Es ist journalistisch sicherlich fragwürdig, wenn Aussagen aus
dem Zusammenhang herausgerissen werden. Anderseits müsste ein
Bundesrat jede Aussage reflektieren und hat sich stets bewusst zu
sein, dass sein Verständnis für jene Schweizer, die im Ausland
einkaufen, missverstanden werden kann. Die Intervention hat seine Aussage
nochmals zementiert und ich bin überzeugt, dass nun das ganze
Volk glaubt, Schneider Ammann befürworte den Einkauf im billigen
Ausland. Er hätte als Kerbotschaft verdeutlichen und unterstreichen
müssen, dass er soches Verhalten nicht billige. Oft lohnt es sich -
bei vielen journalistischen Faux-pas - nicht zu intervenieren und die
Sache ledigllich unter vier Augen mit der Chefredaktion zu bereinigen. Die
öffentliche Diskussion mit der unbefriedigenden Korrektur war auch
in diesem Fall für den Wirtschaftminister kontraproduktiv. Der
publizierte, weidrholte Auszug aus einem Statement ist nun in aller Munde
und es würde mich nicht wundern, wenn Otto Normalverbraucher sogar
glaubt, auch der Bundesrat selbst, kaufe persönlich bedenkenlos im
Ausland ein.
Aus 20 Min:
Das Volkswirtschaftsdepartment hat bei der
Sendeleitung von "10vor10" interveniert. Grund war ein unvollständig
ausgestrahltes Interview mit Bundesrat Schneider-Ammann.
Das Departement von Volkswirtschaftsminister Johann Schneider-Ammann
(EVD) ist zurzeit nicht gut auf das Nachrichtenmagazin "10vor10" zu
sprechen. Nach der Sendung vom Montagabend hat das EVD beim Schweizer
Fernsehen interveniert, wie Sprecherin Evelyn Kobelt auf Anfrage von
20 Minuten Online bestätigt. Grund war ein Beitrag über den
Schweizer Einkaufstourismus in das benachbarte Ausland.
Bundesrat Schneider-Ammann zeigte darin Verständnis dafür, dass
Schweizer aufgrund des tiefen Eurokurses vermehrt im Ausland einkaufen.

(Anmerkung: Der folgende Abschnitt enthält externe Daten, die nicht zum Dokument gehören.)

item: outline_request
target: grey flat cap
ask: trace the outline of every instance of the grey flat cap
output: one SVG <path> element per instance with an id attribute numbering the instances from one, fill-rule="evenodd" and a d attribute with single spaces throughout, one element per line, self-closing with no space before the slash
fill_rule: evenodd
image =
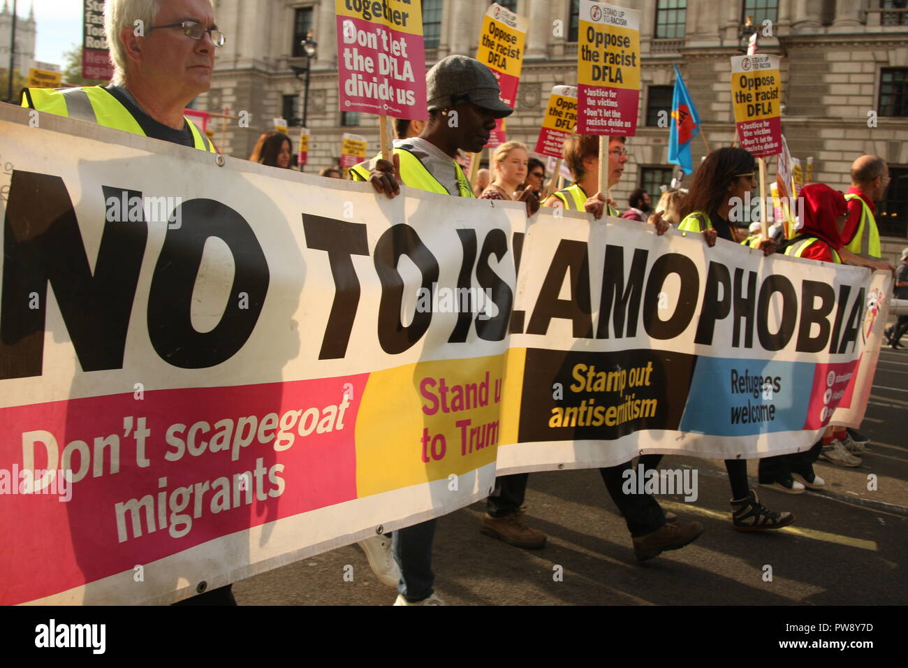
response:
<path id="1" fill-rule="evenodd" d="M 495 74 L 475 58 L 449 55 L 426 73 L 429 111 L 469 102 L 504 118 L 514 110 L 501 101 L 501 88 Z"/>

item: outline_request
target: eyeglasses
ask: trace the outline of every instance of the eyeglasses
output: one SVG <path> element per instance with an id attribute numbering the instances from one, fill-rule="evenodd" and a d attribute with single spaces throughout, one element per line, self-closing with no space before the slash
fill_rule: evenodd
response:
<path id="1" fill-rule="evenodd" d="M 202 24 L 195 21 L 183 21 L 182 23 L 167 24 L 166 25 L 153 25 L 149 28 L 148 32 L 150 33 L 155 28 L 183 28 L 183 34 L 191 39 L 202 39 L 205 36 L 205 33 L 209 33 L 215 46 L 223 46 L 227 39 L 220 30 L 203 28 L 202 27 Z"/>

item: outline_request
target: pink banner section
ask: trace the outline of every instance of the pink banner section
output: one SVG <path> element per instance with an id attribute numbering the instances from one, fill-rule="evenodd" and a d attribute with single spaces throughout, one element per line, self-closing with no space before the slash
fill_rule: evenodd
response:
<path id="1" fill-rule="evenodd" d="M 422 35 L 337 16 L 341 111 L 426 119 Z"/>
<path id="2" fill-rule="evenodd" d="M 782 153 L 782 117 L 763 118 L 737 124 L 741 148 L 754 157 L 766 158 Z"/>
<path id="3" fill-rule="evenodd" d="M 355 499 L 368 374 L 0 410 L 0 603 Z M 50 472 L 33 480 L 24 469 Z M 61 469 L 73 471 L 66 482 Z"/>
<path id="4" fill-rule="evenodd" d="M 577 126 L 581 135 L 634 136 L 640 91 L 607 88 L 599 85 L 577 86 Z"/>
<path id="5" fill-rule="evenodd" d="M 819 429 L 829 424 L 836 406 L 850 406 L 860 358 L 837 364 L 816 364 L 804 429 Z"/>
<path id="6" fill-rule="evenodd" d="M 513 75 L 506 75 L 498 72 L 495 68 L 489 68 L 498 80 L 498 86 L 501 88 L 501 101 L 513 109 L 517 105 L 517 89 L 520 85 L 520 77 Z"/>
<path id="7" fill-rule="evenodd" d="M 561 147 L 568 135 L 570 133 L 552 130 L 550 127 L 540 128 L 539 138 L 536 140 L 536 153 L 553 158 L 561 157 Z"/>
<path id="8" fill-rule="evenodd" d="M 110 81 L 114 77 L 114 65 L 106 49 L 82 50 L 82 76 L 84 79 Z"/>
<path id="9" fill-rule="evenodd" d="M 498 148 L 507 141 L 508 141 L 508 133 L 500 129 L 499 127 L 496 127 L 494 130 L 489 133 L 489 143 L 486 144 L 485 148 Z"/>

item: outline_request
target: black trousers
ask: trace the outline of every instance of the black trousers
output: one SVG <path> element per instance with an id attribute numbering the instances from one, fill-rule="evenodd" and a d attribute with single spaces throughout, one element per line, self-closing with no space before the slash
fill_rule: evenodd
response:
<path id="1" fill-rule="evenodd" d="M 636 537 L 652 533 L 665 525 L 666 513 L 650 494 L 624 493 L 624 472 L 628 469 L 633 469 L 633 465 L 630 462 L 625 462 L 617 466 L 600 468 L 599 474 L 608 495 L 624 515 L 630 534 Z M 515 474 L 497 478 L 495 491 L 486 502 L 489 514 L 492 517 L 504 517 L 523 505 L 528 478 L 529 474 Z"/>
<path id="2" fill-rule="evenodd" d="M 772 484 L 779 480 L 787 480 L 792 474 L 810 478 L 814 473 L 814 463 L 820 456 L 822 449 L 821 438 L 812 448 L 803 453 L 764 457 L 760 460 L 760 483 Z"/>
<path id="3" fill-rule="evenodd" d="M 228 584 L 226 587 L 218 587 L 210 592 L 198 593 L 192 598 L 178 601 L 173 605 L 236 605 L 233 585 Z"/>

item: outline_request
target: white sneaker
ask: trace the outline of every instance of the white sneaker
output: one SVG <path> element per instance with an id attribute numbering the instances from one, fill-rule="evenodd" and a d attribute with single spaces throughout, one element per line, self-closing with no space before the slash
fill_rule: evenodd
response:
<path id="1" fill-rule="evenodd" d="M 863 453 L 864 449 L 864 444 L 855 441 L 854 438 L 851 437 L 851 434 L 848 434 L 847 432 L 845 433 L 845 437 L 842 439 L 842 444 L 844 445 L 845 450 L 847 450 L 852 454 L 857 454 L 858 453 Z"/>
<path id="2" fill-rule="evenodd" d="M 820 451 L 820 459 L 834 464 L 836 466 L 854 468 L 861 465 L 861 460 L 849 453 L 842 442 L 837 439 L 828 445 L 824 445 L 823 450 Z"/>
<path id="3" fill-rule="evenodd" d="M 394 553 L 391 552 L 391 539 L 380 534 L 360 541 L 356 544 L 366 553 L 369 567 L 372 569 L 375 577 L 382 584 L 396 587 L 400 579 L 400 569 L 398 568 L 397 562 L 394 561 Z"/>
<path id="4" fill-rule="evenodd" d="M 418 601 L 415 603 L 411 603 L 410 601 L 403 597 L 402 593 L 398 594 L 397 601 L 394 602 L 395 605 L 447 605 L 444 601 L 439 598 L 437 593 L 433 593 L 429 598 L 424 598 L 422 601 Z"/>
<path id="5" fill-rule="evenodd" d="M 808 489 L 820 489 L 821 487 L 824 487 L 826 484 L 826 481 L 824 481 L 816 474 L 814 474 L 813 480 L 809 481 L 804 476 L 801 475 L 801 474 L 792 474 L 792 478 L 794 479 L 795 483 L 800 483 Z"/>

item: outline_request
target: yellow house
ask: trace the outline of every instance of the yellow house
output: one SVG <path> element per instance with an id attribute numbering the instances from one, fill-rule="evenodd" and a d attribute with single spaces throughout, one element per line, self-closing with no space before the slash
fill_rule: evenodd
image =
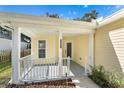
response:
<path id="1" fill-rule="evenodd" d="M 71 76 L 77 70 L 73 63 L 84 69 L 75 73 L 84 75 L 90 73 L 89 65 L 124 72 L 124 9 L 101 22 L 1 12 L 0 23 L 13 28 L 12 83 Z M 31 55 L 23 58 L 20 58 L 21 33 L 31 38 Z"/>

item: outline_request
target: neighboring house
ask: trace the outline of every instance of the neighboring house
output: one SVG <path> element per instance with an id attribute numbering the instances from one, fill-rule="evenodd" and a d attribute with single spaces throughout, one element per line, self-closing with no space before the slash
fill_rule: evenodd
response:
<path id="1" fill-rule="evenodd" d="M 124 72 L 124 9 L 99 23 L 16 13 L 0 13 L 0 22 L 14 29 L 13 83 L 20 83 L 22 79 L 26 82 L 48 80 L 52 75 L 63 77 L 63 68 L 70 70 L 69 57 L 85 68 L 85 74 L 90 72 L 89 65 L 103 65 L 107 71 L 121 75 Z M 31 56 L 20 58 L 20 33 L 31 38 Z M 67 64 L 63 65 L 66 57 Z"/>

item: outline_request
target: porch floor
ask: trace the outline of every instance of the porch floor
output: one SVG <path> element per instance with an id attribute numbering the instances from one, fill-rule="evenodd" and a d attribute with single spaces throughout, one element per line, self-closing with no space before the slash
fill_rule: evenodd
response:
<path id="1" fill-rule="evenodd" d="M 67 73 L 67 66 L 63 66 L 62 75 L 65 76 Z M 82 77 L 84 76 L 84 68 L 74 61 L 70 62 L 70 77 Z M 36 65 L 32 67 L 29 72 L 25 75 L 24 80 L 43 80 L 43 79 L 54 79 L 59 76 L 59 67 L 57 65 Z M 48 78 L 49 77 L 49 78 Z"/>

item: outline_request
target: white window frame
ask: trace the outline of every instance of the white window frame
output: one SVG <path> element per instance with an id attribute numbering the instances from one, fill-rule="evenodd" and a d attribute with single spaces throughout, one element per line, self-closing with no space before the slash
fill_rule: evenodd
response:
<path id="1" fill-rule="evenodd" d="M 40 48 L 40 49 L 45 49 L 45 57 L 44 58 L 47 58 L 47 40 L 38 40 L 38 58 L 40 58 L 39 57 L 39 41 L 45 41 L 45 43 L 46 43 L 46 47 Z"/>

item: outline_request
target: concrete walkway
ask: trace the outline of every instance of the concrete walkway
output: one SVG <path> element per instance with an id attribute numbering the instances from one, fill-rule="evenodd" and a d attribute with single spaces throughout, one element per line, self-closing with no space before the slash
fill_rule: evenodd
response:
<path id="1" fill-rule="evenodd" d="M 76 84 L 77 88 L 99 88 L 97 84 L 95 84 L 90 78 L 85 76 L 84 68 L 79 64 L 71 61 L 71 73 L 72 82 Z"/>

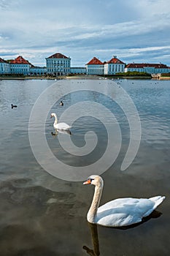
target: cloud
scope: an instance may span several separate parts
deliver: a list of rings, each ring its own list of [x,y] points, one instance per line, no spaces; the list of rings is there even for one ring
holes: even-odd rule
[[[84,66],[94,54],[104,60],[115,54],[170,65],[169,0],[1,0],[0,9],[0,56],[7,59],[21,54],[44,65],[61,52]]]

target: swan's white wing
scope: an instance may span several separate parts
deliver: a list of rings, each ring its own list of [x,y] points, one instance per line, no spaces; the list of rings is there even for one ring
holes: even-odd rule
[[[59,129],[69,129],[72,127],[70,127],[69,124],[66,123],[59,123],[55,125],[55,128]]]
[[[154,210],[155,203],[145,198],[119,198],[98,208],[96,222],[105,226],[128,226],[142,221]]]

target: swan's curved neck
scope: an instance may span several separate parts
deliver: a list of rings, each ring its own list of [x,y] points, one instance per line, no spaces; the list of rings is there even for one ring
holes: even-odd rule
[[[97,214],[98,207],[100,203],[103,190],[103,183],[95,187],[94,195],[91,203],[91,206],[88,211],[87,219],[90,223],[95,223],[95,217]]]
[[[58,123],[57,116],[55,115],[54,117],[55,117],[55,122],[54,122],[54,124],[57,124],[57,123]]]

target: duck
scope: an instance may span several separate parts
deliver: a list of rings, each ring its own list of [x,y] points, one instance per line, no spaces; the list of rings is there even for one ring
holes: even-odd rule
[[[17,105],[16,105],[11,104],[11,108],[17,108]]]
[[[61,129],[61,130],[69,130],[72,127],[70,127],[69,124],[66,123],[58,123],[58,118],[57,115],[55,113],[51,113],[50,118],[55,118],[55,122],[53,124],[53,127],[55,129]]]
[[[104,187],[102,178],[92,175],[83,184],[95,186],[87,220],[105,227],[125,227],[141,222],[165,199],[165,196],[161,195],[150,198],[117,198],[98,207]]]

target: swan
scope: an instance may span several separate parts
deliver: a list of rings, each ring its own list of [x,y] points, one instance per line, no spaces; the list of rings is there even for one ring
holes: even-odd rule
[[[95,192],[87,219],[106,227],[128,226],[142,222],[143,217],[150,215],[165,197],[156,196],[147,198],[118,198],[98,207],[104,181],[101,177],[92,175],[83,184],[93,184]]]
[[[72,127],[70,127],[69,125],[68,125],[66,123],[58,123],[58,119],[57,119],[57,116],[55,113],[51,113],[51,116],[50,118],[54,117],[55,118],[55,122],[53,124],[53,127],[55,129],[63,129],[63,130],[68,130],[69,129]]]
[[[17,108],[16,105],[11,104],[11,108]]]

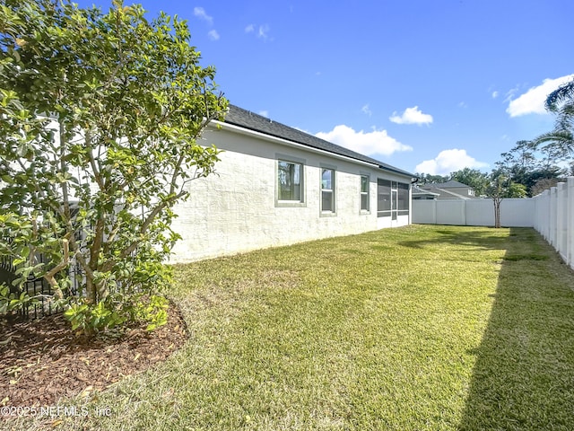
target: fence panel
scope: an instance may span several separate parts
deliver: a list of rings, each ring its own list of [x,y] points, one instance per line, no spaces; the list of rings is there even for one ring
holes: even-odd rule
[[[534,226],[535,203],[531,199],[503,199],[500,221],[503,226]],[[413,200],[413,223],[422,224],[457,224],[493,226],[492,199]]]

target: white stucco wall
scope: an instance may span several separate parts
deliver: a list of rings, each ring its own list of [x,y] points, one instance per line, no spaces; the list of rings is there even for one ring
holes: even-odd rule
[[[279,138],[239,128],[209,129],[205,145],[223,150],[216,174],[188,184],[190,198],[175,208],[181,236],[172,262],[234,254],[330,236],[408,224],[410,216],[377,217],[377,179],[409,183],[410,178],[328,153],[309,151]],[[277,160],[304,164],[304,204],[276,202]],[[321,167],[335,169],[335,213],[322,214]],[[361,211],[361,175],[370,177],[370,211]]]

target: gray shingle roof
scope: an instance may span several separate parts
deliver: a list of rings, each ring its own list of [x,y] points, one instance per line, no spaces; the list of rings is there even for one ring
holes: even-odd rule
[[[438,187],[439,189],[455,189],[457,187],[464,187],[465,189],[470,188],[466,184],[463,184],[462,182],[457,181],[455,180],[450,180],[447,182],[431,182],[429,184],[430,186]]]
[[[298,130],[284,124],[278,123],[261,115],[250,112],[239,106],[230,105],[230,110],[225,117],[225,122],[239,126],[240,128],[254,130],[256,132],[265,133],[274,137],[280,137],[291,142],[300,144],[319,150],[327,151],[338,155],[344,155],[352,159],[366,162],[378,165],[380,169],[389,171],[391,172],[400,173],[414,177],[414,174],[403,171],[401,169],[384,163],[378,160],[368,157],[366,155],[349,150],[340,145],[336,145],[324,139],[318,138],[301,130]]]

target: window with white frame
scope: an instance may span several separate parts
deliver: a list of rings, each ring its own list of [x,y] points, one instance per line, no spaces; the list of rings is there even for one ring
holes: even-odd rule
[[[361,176],[361,210],[369,211],[370,208],[369,184],[370,180],[369,175]]]
[[[335,213],[335,170],[321,168],[321,211]]]
[[[303,201],[303,165],[277,161],[277,198],[280,201]]]

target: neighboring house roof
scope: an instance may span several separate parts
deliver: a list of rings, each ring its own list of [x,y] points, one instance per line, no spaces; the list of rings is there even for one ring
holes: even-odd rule
[[[458,187],[472,189],[472,187],[467,186],[466,184],[463,184],[462,182],[456,181],[455,180],[450,180],[447,182],[430,182],[429,184],[426,184],[426,186],[436,187],[438,189],[456,189]]]
[[[411,193],[413,195],[413,198],[422,198],[424,196],[430,196],[436,198],[437,197],[440,196],[439,193],[434,193],[430,190],[423,190],[422,189],[420,189],[418,186],[414,185],[411,188]]]
[[[468,186],[465,186],[466,189],[472,189],[469,188]],[[422,193],[420,194],[415,194],[414,192],[414,189],[413,189],[413,197],[416,197],[416,196],[425,196],[424,193],[428,193],[428,195],[434,195],[435,198],[438,199],[465,199],[465,200],[468,200],[468,199],[472,199],[474,197],[473,196],[464,196],[464,195],[460,195],[458,193],[456,193],[452,190],[447,190],[445,189],[441,189],[439,187],[435,187],[435,185],[433,184],[423,184],[422,186],[418,186],[418,188],[420,188],[419,189],[422,190]],[[455,188],[453,188],[455,189]],[[427,195],[427,196],[428,196]]]
[[[312,148],[326,151],[335,154],[344,155],[352,159],[359,160],[361,162],[366,162],[378,166],[380,169],[389,171],[392,172],[399,173],[401,175],[407,175],[414,177],[415,175],[406,171],[396,168],[390,164],[385,163],[378,160],[368,157],[366,155],[356,153],[348,148],[344,148],[340,145],[336,145],[328,141],[321,139],[319,137],[309,135],[301,130],[298,130],[284,124],[274,121],[266,117],[256,114],[249,110],[239,108],[239,106],[230,105],[229,112],[225,117],[225,123],[239,126],[256,132],[264,133],[282,139],[286,139],[302,145],[309,146]]]

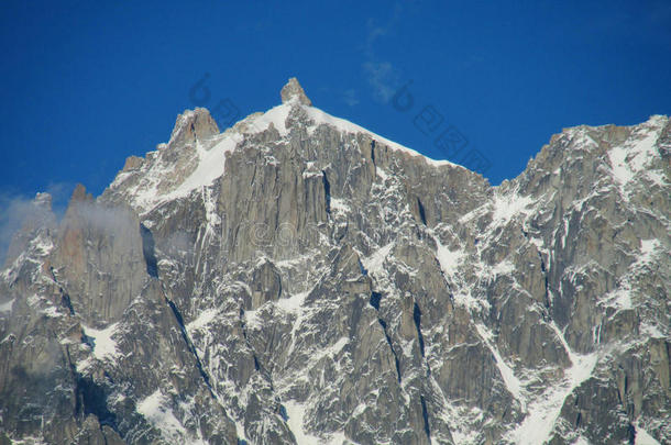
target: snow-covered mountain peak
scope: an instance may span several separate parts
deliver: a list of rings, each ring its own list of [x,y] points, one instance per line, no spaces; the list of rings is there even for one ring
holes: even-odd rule
[[[298,84],[298,79],[296,79],[295,77],[292,77],[287,81],[287,84],[282,88],[279,96],[282,97],[282,103],[289,103],[293,101],[297,101],[297,102],[299,102],[304,105],[308,105],[308,107],[310,107],[312,104],[310,99],[306,96],[305,91],[302,90],[302,87],[300,86],[300,84]]]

Die Durchschnittsfamilie habe nicht beliebig Mittel zur Verfügung,
die Kaufkraft sei nicht grösser geworden und der Druck auf die Kosten
sei gross, sagte Schneider-Ammann auf seiner Russlandreise gegenüber
"10vor10". "Jeder sucht - das finde ich das Gute am freien Markt - seine
beste Möglichkeit und somit geht er über die Grenze und deckt
sich ein."
Nicht zufrieden mit der ausgestrahlten Aussage war das EVD. "Im
Beitrag vom Montag war das Interview mit Bundesrat Schneider-Ammann
unvollständig", sagt Sprecherin Kobelt. Die Verantwortlichen bei
"10vor10" hätten aus dem Interview nur die Passage herausgenommen,
die ihnen passte und so einen falschen Eindruck entstehen lassen. "Auf
unsere Intervention hat "10vor10" am Dienstag in einem zweiten Beitrag
die vollständige Aussage von Bundesrat Johann Schneider-Ammann
ausgestrahlt."
Tatsächlich bringt "10vor10" am Dienstag eine Folgegeschichte
- mit kritischen Reaktionen auf Schneider-Ammanns Aussage, die laut
Moderatorin Daniela Lager "hohe Wellen" geworfen hat. Darauf kommt der
Angeschossene zu Wort: "Ich will selbstverständlich, dass vor allem
in der Schweiz konsumiert wird", sagt Schneider-Ammann. Ein Einblender
mit "Gestern" signalisiert, dass der Volkswirtschaftsminister dieses
Statement bereits am Montag gemacht hatte - im gleichen Interview,
in dem auch die später kritisierten Aussagen fielen.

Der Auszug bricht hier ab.